La aguja comenzó a inclinarse con el arranque del ciclismo. De un día para el otro, la aparición de Bradley Wiggins para obtener el oro en ruta -su séptima presea olímpica, la cuarta de oro justo después de ganar el Tour de France- empezó a despertar el entusiasmo de un público orgullosamente apático. De pronto los diarios hablaban de deporte y dejaban de preocuparse por todos esos detalles que, con buenos reflejos, el comité organizador se encargaba de ajustar.

El tema de las entradas, por ejemplo, se solucionó con presteza: primero se sacaron a la venta los tickets que no eran reclamados por sponsors y por invitados de cada Comité Olímpico. Después se fue rellenando cada parche con voluntarios y militares, que tenían tantas ganas como cualquier vecino de aparecer por el estadio y sacarse una foto de rigor. En definitiva, esta organización comprendió rápidamente una máxima de los Juegos: sólo importa lo que se ve por la televisión.

Con el ciclismo de pista, la locura empezó a desatarse. Que Chris Hoy, que Victoria Pendleton, que Laura Trott. Cada medalla dorada era una lágrima, el reconocimiento de un héroe naciente y la despedida a los titanes que tanto habían dado al deporte británico. Gente rubia y conocida -como Hoy- que dedicaba sus victorias al país. Gente rubia y joven y naciente -como Trott- con aires de nueva estrella y tomando una cerveza con el príncipe Harry en una tribuna anónima después de su consagración.

A partir de allí, el ojo entrenado del londinense fastidioso encontró virtud en lo que le parecía enervante: qué linda es la sede del vóley de playa al lado de Buckingham Palace; qué bien que el tenis ocurra en Wimbledon, y que no se vistan de blanco; qué lindo que el vulgo tenga acceso al Lord's Cricket Ground para ver arquería; qué hermoso y qué inclusivo resulta que haya actividad en Eton, Weymouth, Coventry, Cardiff, Glasgow.

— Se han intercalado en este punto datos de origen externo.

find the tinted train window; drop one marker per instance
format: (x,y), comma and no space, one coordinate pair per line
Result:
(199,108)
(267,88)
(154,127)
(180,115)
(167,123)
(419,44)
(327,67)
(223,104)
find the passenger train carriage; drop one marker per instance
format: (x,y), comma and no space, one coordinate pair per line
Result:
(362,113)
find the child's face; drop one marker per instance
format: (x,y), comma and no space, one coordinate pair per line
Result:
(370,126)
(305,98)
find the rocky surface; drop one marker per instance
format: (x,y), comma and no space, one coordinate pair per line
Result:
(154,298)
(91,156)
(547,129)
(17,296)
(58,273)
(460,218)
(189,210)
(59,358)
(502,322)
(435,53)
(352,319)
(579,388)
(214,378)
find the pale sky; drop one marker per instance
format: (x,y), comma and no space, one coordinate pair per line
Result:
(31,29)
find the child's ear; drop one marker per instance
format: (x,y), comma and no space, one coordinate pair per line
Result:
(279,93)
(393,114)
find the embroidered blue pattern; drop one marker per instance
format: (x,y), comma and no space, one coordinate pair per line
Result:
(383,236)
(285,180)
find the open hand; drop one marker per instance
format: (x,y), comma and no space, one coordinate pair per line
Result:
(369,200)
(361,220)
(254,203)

De pronto las actividades de relaciones públicas de Cameron y Johnson ya no eran una tontería. Ahora los Juegos eran material digno de aprovechamiento, un espejo en el que cotizaba reflejarse. Ambos empezaron a mostrarse más asiduamente en las diferentes disciplinas. Cameron apareció por el judo, el remo, el canotaje e incluso hasta en el tenis de mesa. Ahora había medallas para colgarse, mejor aprovechar el momento, sobre todo cuando el ánimo general de la nación no era bueno por el clima económico general y los números para nada alentadores de una recesión que venía generando desempleo.

Sin embargo ya no se hablaba de eso. Los éxitos locales en remo y equitación consolidaron el contagio de alegría. A partir de la creciente cosecha de medallas, volvía a existir el interés: ahora los que se habían mostrado abúlicos ingresaban en masa a los portales de Internet que ofrecían el remanente de tickets disponibles. Murray ganaba contra Federer en el All England: lo máximo, lo que todos querían. Había ambiente y había Juegos.

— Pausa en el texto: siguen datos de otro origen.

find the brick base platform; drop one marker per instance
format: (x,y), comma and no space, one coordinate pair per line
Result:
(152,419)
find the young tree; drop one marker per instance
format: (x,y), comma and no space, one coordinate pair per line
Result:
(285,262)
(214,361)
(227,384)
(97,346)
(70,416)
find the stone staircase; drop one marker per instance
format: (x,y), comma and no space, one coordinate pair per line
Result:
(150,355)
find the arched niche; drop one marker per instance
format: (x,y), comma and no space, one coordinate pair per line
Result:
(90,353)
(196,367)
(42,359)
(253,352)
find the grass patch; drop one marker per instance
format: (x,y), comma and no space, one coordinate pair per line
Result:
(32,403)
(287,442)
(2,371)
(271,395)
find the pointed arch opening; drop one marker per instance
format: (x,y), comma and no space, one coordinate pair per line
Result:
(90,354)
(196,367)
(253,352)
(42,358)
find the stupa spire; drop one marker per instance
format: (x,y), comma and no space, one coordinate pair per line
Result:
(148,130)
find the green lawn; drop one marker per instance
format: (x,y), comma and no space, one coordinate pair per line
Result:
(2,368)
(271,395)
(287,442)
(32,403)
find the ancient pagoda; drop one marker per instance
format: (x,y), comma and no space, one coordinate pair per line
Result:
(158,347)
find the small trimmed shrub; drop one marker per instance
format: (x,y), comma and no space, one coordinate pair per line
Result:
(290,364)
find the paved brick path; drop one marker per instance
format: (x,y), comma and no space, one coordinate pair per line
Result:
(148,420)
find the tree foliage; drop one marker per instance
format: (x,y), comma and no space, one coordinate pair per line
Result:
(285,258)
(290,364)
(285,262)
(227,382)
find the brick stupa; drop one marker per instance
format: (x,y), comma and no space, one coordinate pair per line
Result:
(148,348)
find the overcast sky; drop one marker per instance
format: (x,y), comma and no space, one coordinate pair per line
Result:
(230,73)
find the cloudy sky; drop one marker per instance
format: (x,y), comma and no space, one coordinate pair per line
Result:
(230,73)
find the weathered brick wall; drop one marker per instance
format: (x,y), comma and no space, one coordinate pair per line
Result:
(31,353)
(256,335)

El atletismo terminó de cimentar la locura patriótica. La impresionante actuación de Mo Farah, primero en los 10 mil metros y luego en el cierre, en los 5 mil, junto a Jessica Ennis en heptatlón y Greg Rutherford en el salto largo llevaron a la prensa a hablar de los mejores Juegos de la historia. Una buena parte de los que habían eludido la ciudad ahora miraban el Parque Olímpico con cariño. Querían entrar, al menos, a absorber parte de esa energía poderosa, a ver una pantalla gigante, a disfrutar el momento.

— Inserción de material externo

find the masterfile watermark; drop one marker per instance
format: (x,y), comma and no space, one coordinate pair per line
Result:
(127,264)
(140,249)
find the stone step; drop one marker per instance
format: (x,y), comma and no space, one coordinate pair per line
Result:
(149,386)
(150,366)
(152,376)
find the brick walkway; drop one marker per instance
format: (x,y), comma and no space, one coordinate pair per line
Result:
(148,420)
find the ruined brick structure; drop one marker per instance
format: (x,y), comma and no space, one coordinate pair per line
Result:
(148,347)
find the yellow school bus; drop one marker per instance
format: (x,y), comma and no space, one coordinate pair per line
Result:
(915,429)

La gesta de Bolt, que cumplió por tres para que la película en esa disciplina se acercara al ideal. Con el récord mundial en el relevo 4x100 se dio un cierre extraoficial a lo que se consideró un triunfo logístico, porque generó un nivel de excitación, unidad y felicidad que no se veía desde hace rato en esta isla acostumbrada a ser emocionalmente distante. Tom Daley, joven clavadista, figurita de moda regaló una última alegría en saltos ornamentales, para que nadie pudiera ya quejarse de nada.

Ahora Londres es una fiesta que piensa en su legado. Es una fiesta deportiva y civil que disfruta de la música en su ceremonia de cierre. Es una fiesta que espera explotar su entusiasmo para beneficio propio, en los años por venir. Es una fiesta que se transformó en un éxtio, que convenció a los escépticos, que logró su objetivo inmediato.

Es una fiesta que, como toda fiesta, tristemente, sabe que se termina. Pero que no quiere que llegue el fin.